第1話は原作にかなり忠実な作りであり、原作ファンも安心して見ていられたと思う。ビジュアル面でも、ナチュラルな状態なのにキャラそっくりな先輩編集者・五百旗頭(いおきべ)役のオダギリジョーをはじめ、かなり原作に寄せている印象。安田顕は脇役なのに髪型やファッションまでちゃんと真似していたし、原作キャラと体型がまるで違う編集長役の松重豊も表情などは原作キャラそっくりだった。社長役の高田純次も、実はけっこう原作キャラに顔が似ていたりする。

原作を活かした脚本づくりに定評のある野木亜希子(『空飛ぶ広報室』『図書館戦争』『俺物語!!』など)も、数の多いキャラをしっかり紹介しつつ、100ページもある原作の第1話を過不足なくまとめてみせた。かなり明るめの画作りを多用した演出は、“TBSのエースディレクター”こと土井裕泰によるもの。ドラマの陰影を出すというより、キャラクターの個性に重きを置いた演出は、ちょっと“2.5次元ドラマ”を見ている気分になった。いろいろな意味で、とても見やすいドラマだという印象だ。

初回の視聴率は9.2%と、けっして上出来の滑り出しとは言えないが、インターネットでは概ね満足したという声が多く、録画視聴率も高いと思われる。2回目以降の推移に注目だ。

努力家でコミュ力高くて可愛い主人公


主人公の心を演じる黒木華も、まっすぐひたむきな体育会系女子をさわやかに演じている。地は人見知りで、セックス・ピストルズと萩尾望都を愛する文系女子だという黒木だが、そういうところはさすが女優。というか、もともと体育会系の女優が演じるより、うっとうしさが中和されているような気がする(原作の心は、かなり周囲にうっとうしがられていた)。

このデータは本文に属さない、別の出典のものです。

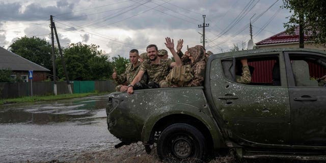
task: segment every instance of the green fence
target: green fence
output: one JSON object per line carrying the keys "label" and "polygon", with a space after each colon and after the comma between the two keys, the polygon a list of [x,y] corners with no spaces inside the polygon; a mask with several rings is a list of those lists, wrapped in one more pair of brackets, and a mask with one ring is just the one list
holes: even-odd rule
{"label": "green fence", "polygon": [[92,92],[95,90],[94,81],[73,81],[74,93]]}

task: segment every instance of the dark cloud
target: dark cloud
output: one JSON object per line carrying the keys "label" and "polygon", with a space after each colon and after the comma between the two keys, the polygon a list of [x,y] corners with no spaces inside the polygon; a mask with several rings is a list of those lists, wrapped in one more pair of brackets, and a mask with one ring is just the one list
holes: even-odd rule
{"label": "dark cloud", "polygon": [[90,39],[90,35],[88,34],[80,35],[80,36],[83,38],[83,42],[87,42],[87,41]]}
{"label": "dark cloud", "polygon": [[129,51],[132,49],[138,49],[140,53],[144,52],[146,51],[146,47],[142,47],[136,45],[148,45],[150,42],[148,38],[141,34],[137,34],[133,39],[128,37],[123,41],[126,44],[121,43],[116,40],[108,42],[106,46],[112,50],[111,52],[109,53],[110,57],[120,55],[124,58],[129,58]]}
{"label": "dark cloud", "polygon": [[76,29],[73,26],[72,26],[70,28],[68,28],[67,29],[65,29],[65,30],[67,31],[77,31],[77,29]]}
{"label": "dark cloud", "polygon": [[0,46],[3,47],[9,42],[6,40],[6,34],[0,34]]}
{"label": "dark cloud", "polygon": [[40,4],[33,3],[27,6],[23,12],[20,12],[22,4],[20,3],[5,3],[0,2],[0,20],[1,21],[29,21],[46,20],[50,15],[60,15],[61,18],[71,17],[74,15],[74,3],[69,3],[66,0],[57,2],[56,5],[43,7]]}

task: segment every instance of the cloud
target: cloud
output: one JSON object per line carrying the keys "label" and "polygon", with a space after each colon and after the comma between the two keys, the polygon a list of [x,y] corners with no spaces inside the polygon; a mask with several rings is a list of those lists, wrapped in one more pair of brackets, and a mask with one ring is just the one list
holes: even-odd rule
{"label": "cloud", "polygon": [[133,38],[128,37],[122,42],[125,44],[117,42],[117,40],[111,40],[108,42],[106,46],[111,49],[111,52],[109,53],[111,57],[120,55],[124,58],[129,58],[129,51],[132,49],[137,49],[140,53],[144,52],[146,47],[141,47],[135,45],[148,45],[150,41],[146,35],[138,33],[133,36]]}
{"label": "cloud", "polygon": [[[43,6],[39,3],[32,3],[24,8],[21,3],[5,3],[0,2],[0,20],[1,21],[28,21],[46,20],[50,15],[61,15],[61,18],[66,18],[79,15],[72,13],[74,3],[61,0],[56,5]],[[85,17],[84,18],[85,18]],[[82,18],[83,19],[83,18]]]}
{"label": "cloud", "polygon": [[83,35],[80,35],[80,37],[83,38],[83,42],[87,42],[87,41],[90,39],[90,35],[88,34],[85,34]]}
{"label": "cloud", "polygon": [[77,29],[76,29],[73,26],[72,26],[70,28],[68,28],[67,29],[65,29],[65,30],[67,31],[77,31]]}
{"label": "cloud", "polygon": [[0,46],[3,47],[9,42],[6,40],[6,34],[0,34]]}

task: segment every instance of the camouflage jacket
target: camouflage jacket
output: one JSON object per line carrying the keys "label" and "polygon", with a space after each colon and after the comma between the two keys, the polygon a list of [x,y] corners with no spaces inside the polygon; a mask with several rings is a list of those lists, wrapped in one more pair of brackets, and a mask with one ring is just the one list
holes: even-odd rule
{"label": "camouflage jacket", "polygon": [[188,84],[187,86],[203,86],[205,78],[205,68],[206,62],[204,60],[196,63],[192,67],[194,78]]}
{"label": "camouflage jacket", "polygon": [[[115,80],[118,83],[118,84],[122,85],[127,83],[127,85],[131,83],[134,77],[137,75],[138,72],[141,67],[142,64],[140,62],[138,62],[137,65],[133,67],[132,64],[127,66],[126,71],[124,73],[117,75],[117,78]],[[147,81],[147,75],[144,75],[143,76],[143,78],[140,82],[142,84],[146,83]]]}
{"label": "camouflage jacket", "polygon": [[236,82],[239,83],[250,83],[251,82],[251,74],[250,74],[250,70],[249,70],[249,66],[243,66],[242,75],[236,75],[235,79]]}
{"label": "camouflage jacket", "polygon": [[[159,64],[152,64],[150,60],[143,62],[140,70],[147,73],[148,82],[155,82],[157,84],[164,80],[171,69],[170,66],[172,61],[171,60],[160,59]],[[147,83],[146,83],[147,84]]]}

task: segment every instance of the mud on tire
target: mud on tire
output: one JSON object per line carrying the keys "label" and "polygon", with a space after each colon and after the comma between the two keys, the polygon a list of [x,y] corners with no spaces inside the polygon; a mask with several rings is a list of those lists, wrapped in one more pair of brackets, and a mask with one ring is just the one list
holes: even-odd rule
{"label": "mud on tire", "polygon": [[157,154],[161,159],[169,161],[201,162],[205,145],[205,137],[196,127],[176,123],[162,131],[157,142]]}

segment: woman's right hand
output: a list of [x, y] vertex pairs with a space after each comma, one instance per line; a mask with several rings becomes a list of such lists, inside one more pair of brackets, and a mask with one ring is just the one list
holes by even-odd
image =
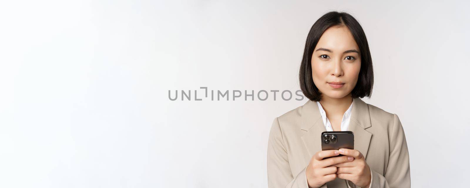
[[346, 156], [323, 159], [338, 155], [339, 155], [338, 150], [325, 150], [318, 151], [312, 157], [306, 169], [309, 188], [319, 188], [336, 178], [337, 167], [332, 165], [352, 161], [354, 159], [354, 158]]

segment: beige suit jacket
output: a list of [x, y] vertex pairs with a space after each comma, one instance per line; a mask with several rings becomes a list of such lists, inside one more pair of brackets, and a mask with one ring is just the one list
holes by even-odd
[[[405, 133], [398, 116], [364, 102], [352, 101], [349, 131], [354, 149], [365, 157], [371, 174], [370, 188], [411, 187], [409, 159]], [[318, 105], [311, 100], [274, 118], [267, 148], [269, 188], [308, 188], [305, 170], [321, 150], [320, 135], [326, 131]], [[321, 188], [354, 188], [337, 178]]]

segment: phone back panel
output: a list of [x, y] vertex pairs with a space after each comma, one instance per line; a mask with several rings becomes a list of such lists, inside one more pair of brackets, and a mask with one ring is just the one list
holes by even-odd
[[[334, 137], [336, 139], [333, 139]], [[321, 150], [338, 150], [340, 148], [354, 150], [354, 134], [352, 131], [325, 131], [321, 133], [320, 138]], [[328, 141], [325, 140], [328, 140]], [[334, 157], [342, 156], [339, 154]], [[324, 159], [331, 157], [333, 157]]]

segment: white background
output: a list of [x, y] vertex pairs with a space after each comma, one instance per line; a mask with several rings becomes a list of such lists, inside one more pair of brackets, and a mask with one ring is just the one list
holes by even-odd
[[266, 187], [273, 120], [306, 99], [168, 90], [298, 90], [332, 10], [364, 28], [363, 100], [399, 115], [412, 187], [468, 186], [468, 1], [2, 1], [0, 187]]

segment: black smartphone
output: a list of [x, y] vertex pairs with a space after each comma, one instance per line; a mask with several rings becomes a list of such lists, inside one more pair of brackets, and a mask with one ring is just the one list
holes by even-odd
[[[354, 150], [354, 134], [352, 131], [325, 131], [321, 133], [321, 150], [347, 148]], [[343, 155], [323, 158], [342, 156]]]

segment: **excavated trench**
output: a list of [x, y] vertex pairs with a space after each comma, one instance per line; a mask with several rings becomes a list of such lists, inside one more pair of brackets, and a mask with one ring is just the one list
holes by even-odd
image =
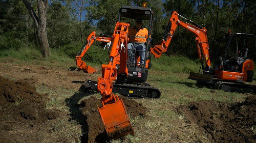
[[[212, 99], [181, 105], [187, 123], [198, 125], [212, 142], [253, 142], [256, 97], [250, 96], [241, 102], [228, 104]], [[254, 141], [253, 141], [254, 140]]]

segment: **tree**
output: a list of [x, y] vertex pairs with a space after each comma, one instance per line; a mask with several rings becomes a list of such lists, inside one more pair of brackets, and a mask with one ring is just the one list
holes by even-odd
[[90, 4], [86, 8], [88, 11], [86, 17], [92, 22], [98, 20], [97, 28], [109, 35], [112, 35], [114, 31], [120, 8], [130, 5], [127, 0], [96, 0], [92, 1]]
[[48, 0], [37, 0], [38, 16], [28, 1], [23, 0], [23, 2], [35, 23], [38, 43], [42, 55], [45, 58], [48, 58], [51, 55], [46, 33], [46, 12], [48, 6]]

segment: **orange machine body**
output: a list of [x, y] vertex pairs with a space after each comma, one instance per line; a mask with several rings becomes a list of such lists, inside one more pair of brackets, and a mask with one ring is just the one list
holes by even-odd
[[[123, 102], [112, 90], [117, 75], [128, 75], [126, 67], [128, 28], [130, 24], [117, 22], [111, 39], [112, 46], [108, 65], [102, 65], [102, 76], [98, 78], [98, 90], [102, 96], [103, 107], [98, 108], [100, 117], [108, 136], [114, 139], [127, 134], [133, 134], [134, 130]], [[117, 65], [119, 65], [118, 70]]]
[[[247, 81], [247, 71], [253, 71], [253, 61], [246, 60], [243, 64], [242, 72], [238, 71], [238, 66], [230, 66], [228, 67], [231, 69], [229, 71], [220, 70], [215, 71], [215, 78], [230, 81]], [[233, 71], [235, 71], [235, 72]], [[237, 72], [236, 72], [237, 71]]]

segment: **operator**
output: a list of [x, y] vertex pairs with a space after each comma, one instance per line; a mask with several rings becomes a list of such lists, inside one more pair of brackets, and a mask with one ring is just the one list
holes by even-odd
[[[142, 20], [137, 19], [135, 26], [133, 28], [129, 28], [129, 43], [127, 45], [128, 51], [128, 62], [135, 62], [135, 51], [132, 50], [136, 49], [140, 50], [140, 63], [141, 64], [144, 64], [145, 61], [145, 54], [146, 42], [147, 39], [147, 30], [142, 27]], [[129, 63], [130, 64], [130, 63]]]

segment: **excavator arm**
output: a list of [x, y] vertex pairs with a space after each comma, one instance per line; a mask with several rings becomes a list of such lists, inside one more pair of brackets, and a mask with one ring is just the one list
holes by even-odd
[[[179, 19], [178, 16], [184, 18], [191, 24], [181, 21]], [[151, 53], [156, 59], [159, 58], [163, 52], [167, 51], [168, 46], [172, 41], [173, 36], [178, 25], [180, 25], [193, 33], [196, 36], [198, 55], [202, 62], [203, 70], [204, 72], [209, 72], [211, 70], [211, 65], [209, 55], [209, 45], [208, 44], [206, 29], [193, 21], [182, 17], [176, 11], [173, 13], [172, 17], [169, 20], [169, 23], [164, 35], [164, 37], [162, 39], [161, 45], [156, 45], [154, 48], [151, 48]], [[204, 61], [206, 63], [205, 68], [204, 68], [203, 61]]]
[[82, 58], [95, 40], [109, 43], [111, 42], [111, 38], [110, 37], [96, 37], [95, 31], [92, 32], [89, 36], [88, 36], [86, 43], [76, 56], [76, 64], [79, 69], [89, 73], [94, 73], [97, 71], [97, 70], [92, 67], [87, 65], [84, 61], [82, 60]]

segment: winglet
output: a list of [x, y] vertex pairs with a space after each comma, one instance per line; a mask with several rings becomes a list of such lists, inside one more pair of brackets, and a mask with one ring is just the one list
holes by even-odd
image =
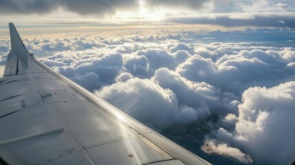
[[28, 52], [13, 23], [9, 23], [9, 30], [10, 32], [11, 50], [17, 52], [24, 51]]

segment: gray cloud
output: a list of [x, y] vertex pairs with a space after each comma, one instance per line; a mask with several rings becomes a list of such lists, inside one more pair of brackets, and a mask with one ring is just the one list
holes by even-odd
[[1, 0], [0, 12], [17, 14], [45, 14], [63, 8], [80, 14], [104, 15], [113, 14], [123, 8], [136, 7], [136, 0]]
[[[157, 131], [208, 120], [208, 153], [243, 163], [292, 160], [295, 49], [286, 46], [294, 45], [292, 30], [72, 35], [36, 35], [24, 43], [32, 52], [54, 54], [41, 60]], [[239, 41], [253, 36], [263, 41]], [[1, 44], [4, 63], [9, 38]]]
[[[234, 130], [219, 128], [214, 133], [216, 138], [209, 138], [203, 149], [207, 153], [228, 155], [232, 148], [239, 148], [260, 163], [290, 163], [295, 152], [291, 147], [295, 145], [292, 131], [295, 124], [294, 89], [295, 81], [292, 81], [272, 88], [247, 89], [239, 106], [239, 116], [229, 115], [225, 120], [230, 122], [233, 119]], [[219, 148], [227, 146], [226, 144], [231, 147]], [[228, 156], [241, 159], [241, 155], [234, 154], [230, 153]]]
[[[285, 23], [280, 23], [283, 21]], [[212, 24], [224, 27], [289, 27], [295, 28], [294, 12], [226, 13], [171, 16], [167, 21], [190, 24]]]
[[199, 9], [204, 7], [204, 3], [210, 0], [147, 0], [146, 3], [152, 7], [170, 7], [173, 8], [190, 8], [192, 10]]

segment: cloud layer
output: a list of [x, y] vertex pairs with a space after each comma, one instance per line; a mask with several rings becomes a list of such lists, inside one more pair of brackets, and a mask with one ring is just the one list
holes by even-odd
[[[295, 151], [292, 34], [108, 32], [36, 35], [24, 43], [47, 66], [157, 131], [205, 120], [213, 131], [204, 152], [281, 164]], [[9, 38], [0, 44], [4, 64]]]

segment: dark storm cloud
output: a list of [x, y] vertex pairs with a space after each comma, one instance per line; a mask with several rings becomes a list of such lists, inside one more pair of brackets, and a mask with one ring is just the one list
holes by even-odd
[[212, 24], [225, 27], [289, 27], [295, 28], [292, 12], [212, 14], [194, 16], [170, 17], [168, 21], [188, 24]]
[[63, 8], [80, 14], [106, 14], [138, 3], [136, 0], [0, 0], [0, 12], [45, 14]]

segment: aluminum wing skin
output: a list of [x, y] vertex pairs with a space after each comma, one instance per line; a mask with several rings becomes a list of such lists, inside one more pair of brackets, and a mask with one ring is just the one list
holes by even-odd
[[9, 26], [0, 164], [210, 164], [38, 61]]

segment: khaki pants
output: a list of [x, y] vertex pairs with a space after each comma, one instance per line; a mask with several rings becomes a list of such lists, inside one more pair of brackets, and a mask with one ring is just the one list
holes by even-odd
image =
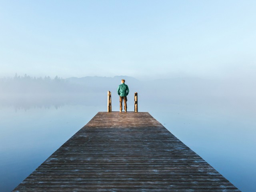
[[120, 110], [122, 111], [123, 110], [123, 99], [124, 100], [124, 110], [127, 110], [127, 104], [126, 104], [126, 102], [127, 101], [127, 98], [126, 97], [120, 97]]

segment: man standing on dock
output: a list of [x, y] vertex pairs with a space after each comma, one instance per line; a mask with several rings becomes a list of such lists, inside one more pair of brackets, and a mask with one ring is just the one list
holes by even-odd
[[117, 93], [120, 97], [120, 112], [123, 110], [123, 100], [124, 100], [124, 111], [127, 111], [127, 98], [126, 96], [129, 94], [129, 88], [127, 85], [124, 84], [125, 80], [122, 79], [121, 81], [121, 84], [119, 85], [118, 88], [117, 89]]

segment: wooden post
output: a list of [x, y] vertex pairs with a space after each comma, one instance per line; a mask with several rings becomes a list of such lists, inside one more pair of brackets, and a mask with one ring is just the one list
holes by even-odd
[[108, 112], [112, 111], [112, 106], [111, 104], [111, 92], [108, 91]]
[[134, 112], [138, 112], [138, 93], [134, 93]]

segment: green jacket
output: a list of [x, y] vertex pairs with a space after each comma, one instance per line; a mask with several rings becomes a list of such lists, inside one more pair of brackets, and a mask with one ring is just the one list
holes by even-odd
[[129, 94], [128, 86], [124, 84], [124, 83], [119, 85], [118, 88], [117, 89], [117, 93], [119, 96], [126, 97]]

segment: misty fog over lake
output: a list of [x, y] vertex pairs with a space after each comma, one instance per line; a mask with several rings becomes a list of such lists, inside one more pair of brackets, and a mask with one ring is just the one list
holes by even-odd
[[0, 79], [0, 189], [10, 191], [85, 125], [119, 110], [117, 89], [129, 86], [128, 110], [148, 112], [243, 192], [256, 191], [256, 92], [248, 79], [129, 76]]

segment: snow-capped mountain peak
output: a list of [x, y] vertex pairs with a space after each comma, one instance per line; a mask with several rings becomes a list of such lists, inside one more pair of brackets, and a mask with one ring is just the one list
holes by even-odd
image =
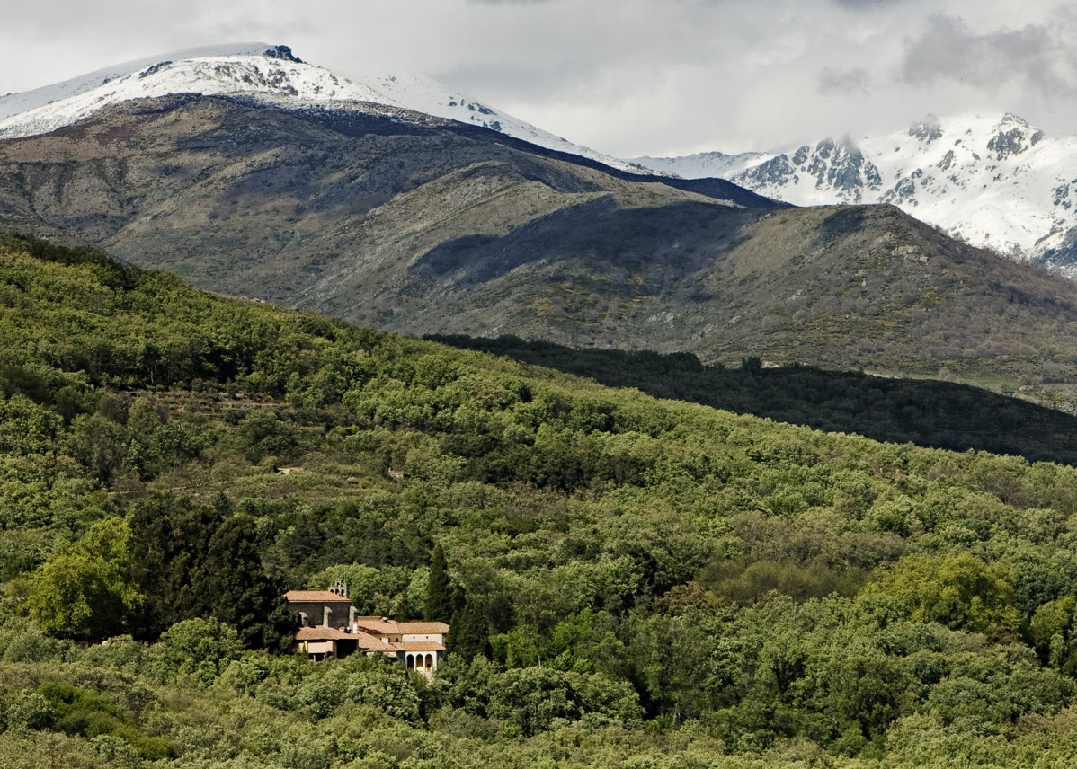
[[[709, 156], [639, 161], [690, 177]], [[928, 115], [893, 133], [736, 157], [745, 161], [727, 179], [768, 197], [893, 203], [975, 245], [1077, 275], [1077, 137], [1048, 137], [1012, 113]]]
[[266, 43], [163, 54], [0, 97], [0, 139], [53, 131], [130, 99], [181, 92], [244, 96], [284, 109], [311, 104], [407, 109], [501, 131], [615, 168], [649, 172], [535, 128], [430, 77], [391, 73], [346, 79], [296, 58], [285, 45]]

実は、主人公の心は、ほかのお仕事ドラマの主人公にありがちな新米役と違い、ドジな子でもなければ、ダメな子でもない。マンガ編集者としては新人だが、実は何でも出来る子である。柔道でオリンピックを目指せるほどの“努力の天才”であり、幼少の頃からマンガの大ファンということでマンガ編集部の仕事にも全力で打ち込むことができる。

さらにコミュ力が高く、超体育会系の異分子(出版社の編集部は超文化系の巣窟)でありながら、周囲の先輩編集者と打ち解けるのも早い。大きな挫折を経験しているが鬱屈したところがなく、気難しいマンガ家に対しても「大ファンです!」とストレートに伝える素直さを持つ。それでいて外見が可愛い黒木華なんだから、ちょっと何でも持っていすぎ! 

第1話は心の物語ということで、ある意味わかりやすい展開だったが、第2話以降は心を通して出版業界に生きる人たちの人間模様が描かれていく。苦闘するマンガ家、それを支える編集者、無気力な営業部員……。基本的にみんな心に鬱屈としたものを抱えている出版業界に、まったく鬱屈さを持たない心がやってきて、周囲はどう変わっていくのか?(こうしてみると『アルプスの少女ハイジ』のようなお話でもある)。

物語は出版業界の現在や仕組みにもかかわってくるだろう。原作は普遍的なお仕事ものというより、かなりマニアックに出版業界のことを描いている。そのあたりをどう中和させていくのか、あるいはそのまま視聴者にぶつけていくのか。今夜放送の第2話に注目だ。